Module 5.Communication interculturelle : dimensions culturelles européennes et façons de communiquer

3.1.4. La théorie proxémique. Nos différents langages selon Edward Hall

Le chercheur Edward Hall (1976) voulait montrer les différences culturelles au niveau des styles de communication. Ces données nous fournissent un cadre très pratique pour améliorer notre communication internationale et interculturelle.

a. Langage direct - langage indirect / langage explicite - langage implicite

Ces différences sont très marquées entre les individus ; il y a ceux qui veulent tout savoir dans les détails, qui racontent une anecdote par le menu et ceux qui se satisfont d’une description globale et qui en déduisent le reste.

  • Le « langage direct » : En dire beaucoup, donner une information maximum. Le langage direct est celui des règles, des lois, de la technique, des modes d’emploi.

Le « langage indirect » : En dire peu, les autres n’ont qu’à deviner ce qui est censé être connu (type de communication entre ‘amis’).

Le langage indirect est aussi le non verbal, les rites, les règles de politesse…

 

Selon Edward Hall (1976), il y a une préférence culturelle.

 

Explicite

  • Confrontation directe, approche linéaire
  • Parler cru, sans détour
  • Montrer sa réprobation
  • Écrire (conclure un marché)
  • Se parler en face
  • Le rationnel
  • Comportement et appréciation dépendent de la personnalité
  • Les faits sont plus importants que le prestige
  • Terminer vite les conflits
  • Ne pas montrer ses émotions
  • L’agressivité n’est pas civilisée (à éviter donc)

Implicite

  • Harmonie et maintien du prestige : indirect
  • Demander sans demander
  • Rire jaune
  • Parler (parole d’honneur)
  • Communication indirecte par intermédiaires
  • L’émotionnel
  • Comportement et appréciation dépendent du rôle (donc de la situation et du partenaire dans la conversation)
  • L’honneur est plus important que les faits
  •  Éviter les conflits
  • Montrer ses émotions
  • L’agressivité est parfois acceptée (p.e. en cas de ‘vengeance’)

La tendance vers la communication directe ou indirecte influence aussi la préférence pour les messages lents ou rapides et pour les medias correspondants. Chaque culture a une vitesse de communication à laquelle ses membres communiquent plus aisément.

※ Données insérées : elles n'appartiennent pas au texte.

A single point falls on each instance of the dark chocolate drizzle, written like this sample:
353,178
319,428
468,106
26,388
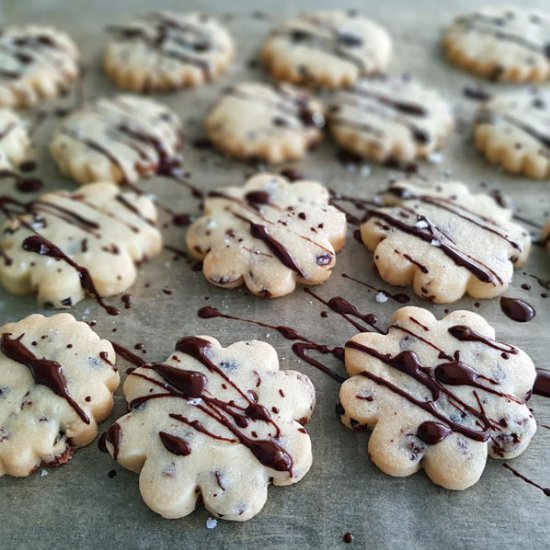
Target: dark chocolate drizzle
44,371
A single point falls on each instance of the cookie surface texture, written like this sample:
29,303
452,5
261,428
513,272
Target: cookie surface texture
67,245
269,235
438,395
167,51
221,423
56,383
119,139
36,63
501,43
332,49
389,118
444,241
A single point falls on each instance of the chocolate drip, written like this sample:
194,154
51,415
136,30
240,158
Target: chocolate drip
44,371
300,348
174,444
461,259
432,433
42,246
517,310
261,232
408,363
467,334
542,383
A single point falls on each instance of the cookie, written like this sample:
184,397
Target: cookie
438,395
389,118
57,378
14,140
501,43
444,241
66,245
513,131
119,139
327,48
268,234
36,63
221,423
258,121
167,51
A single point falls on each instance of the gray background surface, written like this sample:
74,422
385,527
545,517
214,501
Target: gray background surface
78,505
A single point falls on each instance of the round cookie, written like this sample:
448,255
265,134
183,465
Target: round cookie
212,422
57,377
119,139
269,234
501,43
36,63
327,48
389,118
258,121
438,395
14,140
167,51
444,241
513,131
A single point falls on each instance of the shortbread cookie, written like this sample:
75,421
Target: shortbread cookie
221,423
36,63
167,51
445,242
513,130
258,121
501,43
14,140
327,48
269,234
119,139
66,245
389,118
56,383
438,395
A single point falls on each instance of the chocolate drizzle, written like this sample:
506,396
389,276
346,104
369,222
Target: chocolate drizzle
44,371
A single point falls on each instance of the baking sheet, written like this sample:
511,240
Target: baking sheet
79,505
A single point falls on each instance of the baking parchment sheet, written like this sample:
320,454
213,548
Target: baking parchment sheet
80,506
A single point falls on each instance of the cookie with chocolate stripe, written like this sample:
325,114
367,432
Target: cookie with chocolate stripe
501,43
268,234
327,48
389,118
64,246
444,241
258,121
217,423
165,51
513,131
57,378
438,395
36,63
119,139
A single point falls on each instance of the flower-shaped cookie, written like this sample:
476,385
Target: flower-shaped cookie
269,234
120,139
56,383
439,395
223,423
14,140
513,130
165,51
445,242
36,63
258,121
66,245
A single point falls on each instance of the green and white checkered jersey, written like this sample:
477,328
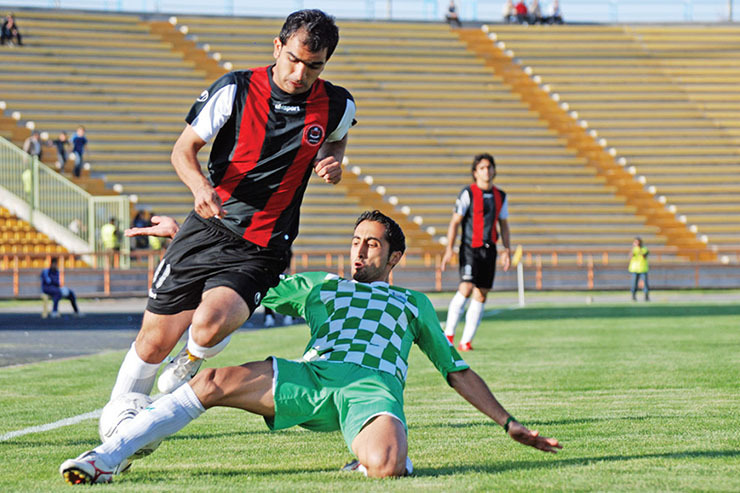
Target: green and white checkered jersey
370,324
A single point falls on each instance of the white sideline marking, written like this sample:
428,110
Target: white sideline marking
52,426
58,424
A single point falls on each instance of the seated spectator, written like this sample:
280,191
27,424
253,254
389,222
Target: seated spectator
556,15
110,237
61,143
452,16
522,13
508,12
10,32
32,145
50,285
79,141
141,220
535,13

On parle dans cette dimension de la rapidité avec laquelle on peut décoder un certain message et de la vitesse à laquelle on peut réagir par rapport à ce message. Exemples de « messages rapides » : titres des journaux, messages publicitaires, télévision. Exemples de « messages lents » : art, documentaires, relations profondes, poésie, littérature...

Une préférence pour des messages rapides ou lents est une détermination culturelle. Selon Hall, dans une culture avec une préférence pour des messages rapides, les gens vont agir plus rapidement d’une manière confidentielle. En même temps, ils vont favoriser un type de communication plutôt direct et explicite.

b. Contextualité : haute ou basse ?

Il y a un lien entre la communication directe ou indirecte et le niveau de contextualité de la relation. Quand un message échangé contient très peu d’information factuelle, on doit en trouver la signification dans la relation ou dans les caractères des deux partenaires. C’est alors que l’on parle d’une haute contextualité. Selon Hall, des relations mais encore des cultures peuvent aussi être caractérisées par une haute ou par une basse contextualité.

- Exemples typiques de haute contextualité : le Japon, les pays arabes, la Méditerranée. Les réseaux d’information dans ces pays sont très extensifs, en raison d’une forte implication des relations personnelles. Ainsi, tout le monde est au courant du vécu de tout le monde et dans la communication quotidienne il n’est pas nécessaire de donner explicitement plus d’information.

- Exemples typiques de basse contextualité : les Etats-Unis, les pays scandinaves, l’Allemagne. Il y a une distinction forte entre la vie privée et la vie professionnelle, on doit donc donner plus d’explication lors de la communication.

Les différences de haute ou basse contextualité peuvent engendrer des malentendus. Quelqu’un d’une culture de haute contextualité peut considérer l’autre culture comme bavarde, trop minutieuse ou trop directe. Inversement, quelqu’un d’une culture de basse contextualité peut considérer l’autre culture comme suspecte, douteuse (on me cache de l’information) et donc non coopérative.

c. Concept du temps : monochrone ou polychrone ?

Le temps doit être traité comme un langage ; pour communiquer à l’étranger, il est aussi nécessaire de connaître le langage du temps que le langage parlé du pays où on se trouve.
- Certaines personnes considèrent le temps comme une ressource à gérer ; leurs tâches sont décomposées en sous-tâches qui sont traitées une à une selon un plan établi, c’est l’approche monochronique.
- Pour d’autres, il s’agit de gérer leurs différentes obligations dans le temps disponible, et donc de se laisser interrompre autant de fois que nécessaire, de traiter plusieurs priorités à la fois, c’est l’approche polychronique.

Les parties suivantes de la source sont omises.